Arizona vs Kansas, March 21, 1997. I fondly remember this game because I called the upset in one of my best bracket performance of all-time. I won a college bracket contest because I was in this super nerdy college basketball fantasy league, and I loved the Mike Bibby-Miles Simon-Michael Dickerson trio, having followed them closely all year.

Those Wildcats were swept by UCLA in the regular season, and came into the tournament with low expectations, having lost two straight. They squeaked by the College of Charleston in the 2nd round, and then in the Sweet 16 were up against a Kansas squad that featured four future NBA players: point guard Jacque Vaughn, forward Paul Pierce (27 points), and centers Raef LaFrentz and Scot Pollard.

It was the ultimate “guards rule” game in March: Dickerson scored 20, Simon had 17 and Bibby had 21. Arizona would go on to beat Providence  (which also had three future NBA players in Austin Croshere, Jamel Thomas and God Shammgod) in overtime, and then North Carolina (Antawn Jamison, Vince Carter) in the Final Four before beating defending champion Kentucky (Ron Mercer, Wayne Turner, Jamaal Magloire, Derek Anderson) in overtime for the title.

[Ed. Yes, we’re aware the photo at the top is from the Kentucky game. We don’t have access to any photos from Arizona/Kansas.]

If that’s not one of the greatest March Madness runs of all-time – beating three #1 seeds with a ton of future NBA players – it’s certainly among the best.

March 21st, 1992: Names that don’t carry immediate recognition among sports fans, except for NCAA tournament geeks: James Forrest, Georgia Tech.
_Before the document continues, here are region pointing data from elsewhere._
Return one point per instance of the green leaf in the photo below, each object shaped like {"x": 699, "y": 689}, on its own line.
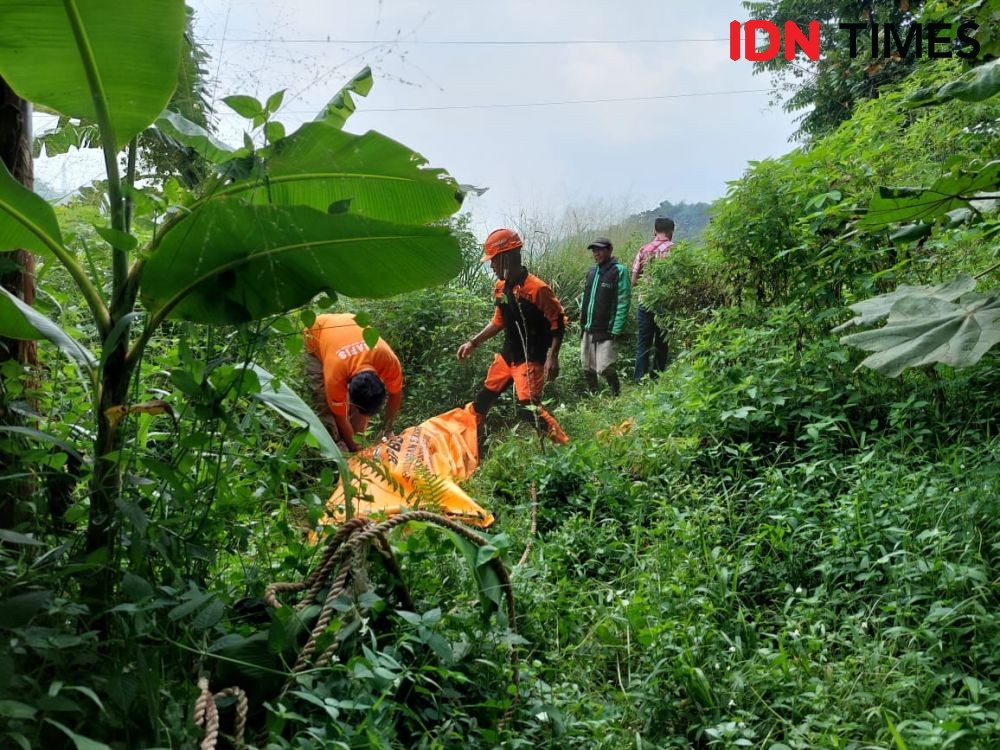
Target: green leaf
{"x": 18, "y": 611}
{"x": 245, "y": 106}
{"x": 342, "y": 105}
{"x": 131, "y": 47}
{"x": 950, "y": 191}
{"x": 911, "y": 232}
{"x": 118, "y": 239}
{"x": 975, "y": 85}
{"x": 209, "y": 616}
{"x": 320, "y": 166}
{"x": 487, "y": 580}
{"x": 45, "y": 437}
{"x": 876, "y": 309}
{"x": 922, "y": 330}
{"x": 16, "y": 710}
{"x": 193, "y": 136}
{"x": 288, "y": 404}
{"x": 229, "y": 262}
{"x": 370, "y": 336}
{"x": 27, "y": 222}
{"x": 274, "y": 131}
{"x": 274, "y": 101}
{"x": 15, "y": 315}
{"x": 81, "y": 742}
{"x": 67, "y": 134}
He hit this buzzer beater for the Yellow Jackets as they pulled a 2nd round upset of 2nd seeded Harold Miner and USC.

Dick Stockton and Al McGuire were on the call! Here’s the full game:

You could fast-forward to 1:39 (but then you’d miss Harold Miner, who at the time was being dubbed Baby Jordan because he could jump) when Rodney Chatman hit a clutch shot with two seconds left to take the lead.

The Yellow Jackets had to go the length of the floor, but the pass was deflected out of bounds away from Jon Barry, leaving 0.8 seconds left. And then Forrest, a freshman (15 points), hit a miracle shot.

March 21st, 2002: Who can forget Indiana 74, Duke 73 in the Sweet 16? That Blue Devils team was loaded – all five starters had NBA careers. But Duke was playing in Lexington, and thus Indiana had a decided home-court advantage. Also, the Hoosiers had Jared Jeffries, who basically got himself into the lottery by dominating Carlos Boozer to the tune of 24 points and 15 rebounds.

Tom Coverdale gave Indiana its first lead of the game in the final minute (9-minute mark in the video below), and then things got crazy. Indiana went up four, but Jay Williams hit a 3-pointer and was fouled with four seconds left!

Watch Indiana coach Mike Davis dive into the bench after the foul. But Williams missed the FT. Still, Boozer got the rebound! He also missed, and Duke lost.